Postby G4RMT » Fri May 26, 2017 10:20 pm

The actual guidance on scanner use from OFCOM is quite blunt and straight forward. Copied below.
Guidance on Receive-Only Radio Scanners: Legal position and
common questions on Receive-Only Radio Scanners
Introductio n
This guidance sets out the legal position relating to the reception of radio transmissions by unauthorised persons or groups.

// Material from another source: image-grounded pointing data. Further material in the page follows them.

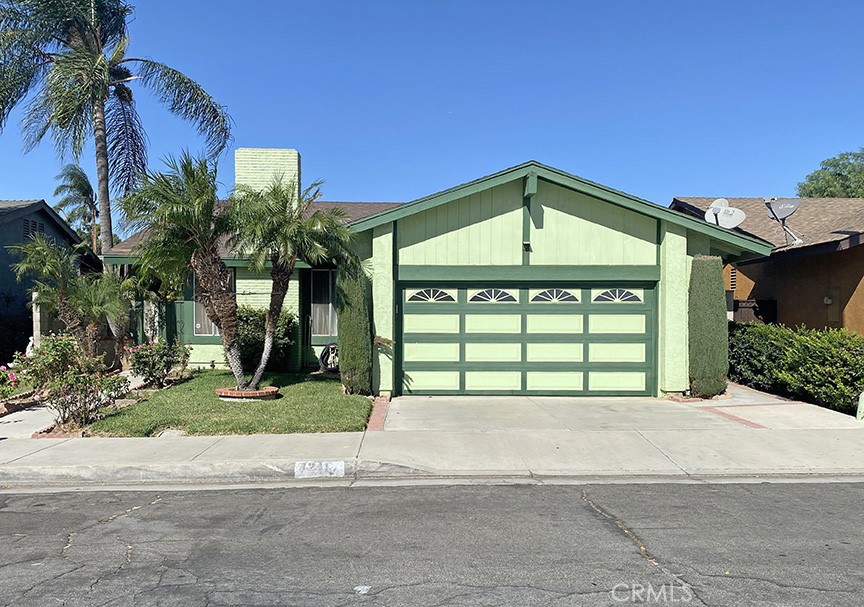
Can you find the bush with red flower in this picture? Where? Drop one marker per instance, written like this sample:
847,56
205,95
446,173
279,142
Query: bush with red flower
8,382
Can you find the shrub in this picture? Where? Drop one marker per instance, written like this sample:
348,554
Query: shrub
154,361
756,353
824,367
251,331
355,332
54,358
77,399
8,382
709,341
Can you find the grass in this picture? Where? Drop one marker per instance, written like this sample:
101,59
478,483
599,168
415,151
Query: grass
308,403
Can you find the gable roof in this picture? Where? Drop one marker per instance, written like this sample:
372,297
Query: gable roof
745,245
826,223
13,209
353,211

Radio scanners and general reception
A radio scanner is a radio receiver that can automatically tune, or scan, two or more discrete frequencies stopping when it finds a signal on one of them and then continuing scanning when that frequency goes silent. Generally, scanners cover the non-broadcast radio bands between 30 and 951 MHz using FM, although there are models that cover more of the radio spectrum and use other modulation types.
A license is not required to use a radio receiver or scanner as long as it is not capable of transmission. It is not illegal to sell, buy or own a scanner or any other receiver but it should only be used to listen to transmissions meant for general reception.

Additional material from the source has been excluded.